El Zaguán, ya se ha dicho, era una sitio elegante. No es que fuera gran cosa, pero tenía una decoración bien puesta y una distribución espacial que lo hacía acogedor. En él solía alternar Marta, porque era normal hacer eso y todo lo que ello conlleva. Pardiez. Entre comentarios banales, humo de veneno, cubatas que iban y venían y risas juveniles, Marta se puso a pensar que estaba pensando acerca del sentido de su vida, cuyo rumbo no conocía puesto que es normal desconocerlo. Entre comentarios banales, humo de veneno, cubatas que iban y venían, risas juveniles y sus pensamientos profundos, Marta tenía la mirada ausente, perdida, absorta. Y la fue a posar en alguien que había sentado unos metros por delante de ella. Ese alguien era un chaval de veintipocos, de aspecto dicharachero, mirada extraviada, pero que no hacía sino posarse de cuando e cuando en los apetecibles labios de Marta, y aire extravagante, que estaba sentado junto a otros tres chavales de veintialgunos que, según ella, o mejor dicho su intuición, podrían pertenecer a algún grupo literario, conspirador y trasgresor. O quizá fueran unos futuros chiquiteros sin saberlo, aunque ella no tenía ni idea. Comenzó a pensar en aquel joven hombre que en el fondo la deseaba y se preguntó si él y todos los que le acompañaban sentirían, se cuestionarían y se preguntarían lo mismo que ella había estado meditando: el por qué de la cosas, de la sociedad y, sobre todo, de los comportamientos y modos de pensar y actuar humanos considerados “normales” por las putas convenciones de aquellos que deberían preguntarse lo que la apetecible y convencional Marta se estaba inquiriendo a sí misma sobre sí misma y su vida, y lo que la rodeaba. De repente, uno de sus amigos le tocó ligeramente el brazo, para advertir a la buena de Marta de que se iban, que dejaban ese bar para ir a otro que había calle arriba.
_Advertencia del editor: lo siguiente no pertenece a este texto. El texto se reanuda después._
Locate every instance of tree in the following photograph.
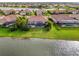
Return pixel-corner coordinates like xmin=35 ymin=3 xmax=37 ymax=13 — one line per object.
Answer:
xmin=0 ymin=9 xmax=5 ymax=15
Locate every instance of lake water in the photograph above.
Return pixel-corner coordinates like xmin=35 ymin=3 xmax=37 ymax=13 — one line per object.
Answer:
xmin=0 ymin=38 xmax=79 ymax=56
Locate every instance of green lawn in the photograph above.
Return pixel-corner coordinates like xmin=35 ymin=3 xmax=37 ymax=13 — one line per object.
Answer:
xmin=0 ymin=25 xmax=79 ymax=40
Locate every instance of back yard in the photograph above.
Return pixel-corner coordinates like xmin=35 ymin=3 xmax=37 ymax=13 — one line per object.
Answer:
xmin=0 ymin=21 xmax=79 ymax=40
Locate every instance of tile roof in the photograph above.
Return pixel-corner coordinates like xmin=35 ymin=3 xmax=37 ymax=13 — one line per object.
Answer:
xmin=51 ymin=14 xmax=79 ymax=23
xmin=0 ymin=15 xmax=16 ymax=24
xmin=28 ymin=16 xmax=47 ymax=22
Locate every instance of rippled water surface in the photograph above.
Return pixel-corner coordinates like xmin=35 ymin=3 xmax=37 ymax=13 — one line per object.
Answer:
xmin=0 ymin=38 xmax=79 ymax=56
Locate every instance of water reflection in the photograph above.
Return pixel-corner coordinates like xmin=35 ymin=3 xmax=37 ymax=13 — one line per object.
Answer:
xmin=0 ymin=38 xmax=79 ymax=56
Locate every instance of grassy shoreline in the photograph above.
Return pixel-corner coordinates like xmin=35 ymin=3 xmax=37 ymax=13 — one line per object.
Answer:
xmin=0 ymin=26 xmax=79 ymax=41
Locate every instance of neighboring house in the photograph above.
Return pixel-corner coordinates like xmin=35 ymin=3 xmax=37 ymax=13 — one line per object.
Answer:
xmin=28 ymin=16 xmax=48 ymax=28
xmin=0 ymin=15 xmax=16 ymax=27
xmin=69 ymin=14 xmax=79 ymax=20
xmin=68 ymin=10 xmax=79 ymax=14
xmin=3 ymin=9 xmax=15 ymax=15
xmin=50 ymin=10 xmax=66 ymax=14
xmin=51 ymin=15 xmax=79 ymax=27
xmin=20 ymin=9 xmax=32 ymax=16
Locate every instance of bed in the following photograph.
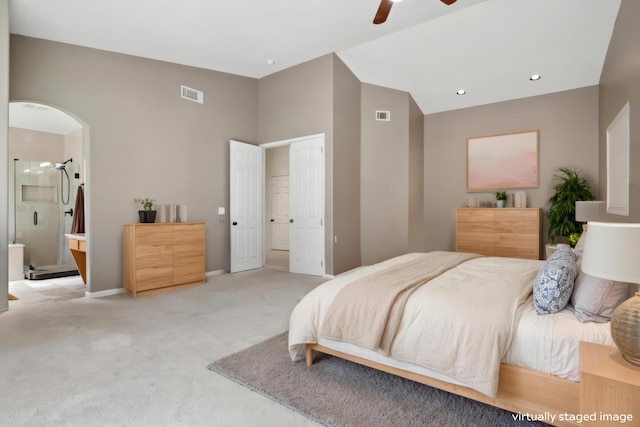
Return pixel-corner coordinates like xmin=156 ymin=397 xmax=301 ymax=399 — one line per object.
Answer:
xmin=289 ymin=251 xmax=614 ymax=425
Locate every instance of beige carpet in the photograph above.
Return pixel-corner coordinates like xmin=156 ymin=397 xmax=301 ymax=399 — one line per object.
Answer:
xmin=208 ymin=332 xmax=546 ymax=427
xmin=0 ymin=269 xmax=326 ymax=427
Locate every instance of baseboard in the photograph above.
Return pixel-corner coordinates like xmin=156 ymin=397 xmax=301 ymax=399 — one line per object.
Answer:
xmin=84 ymin=270 xmax=227 ymax=298
xmin=84 ymin=288 xmax=124 ymax=298
xmin=204 ymin=270 xmax=228 ymax=277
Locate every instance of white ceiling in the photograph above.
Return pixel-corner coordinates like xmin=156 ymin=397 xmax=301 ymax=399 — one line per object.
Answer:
xmin=9 ymin=102 xmax=82 ymax=135
xmin=9 ymin=0 xmax=620 ymax=123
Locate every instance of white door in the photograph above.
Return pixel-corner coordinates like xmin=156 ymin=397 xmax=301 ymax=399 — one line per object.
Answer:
xmin=289 ymin=135 xmax=324 ymax=276
xmin=270 ymin=176 xmax=289 ymax=251
xmin=229 ymin=140 xmax=264 ymax=273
Y Marta volvió a la normalidad de golpe, terminó su cubata, apagó su bucho, cogió su chamarra vaquera, se levantó y bajó las escaleras del Zaguán para seguir con su ritual de normalidad en un ambiente de total normalidad vacua que ella jamás se había cuestionado, en una sociedad que debería revisar sus parámetros de comportamiento y valores, pese a que eso no serviría de nada en el fondo, porque la idea, el concepto de lo “normal” sume a mucha gente “aparentemente normal” en un estado no-normal que no vale la pena experimentar. Y Marta se salvó durante algunos instantes por caer en la cuenta; aunque eso ya no importa.

Texto agregado el 30-03-2005, y leído por 86 visitantes. (0 votos)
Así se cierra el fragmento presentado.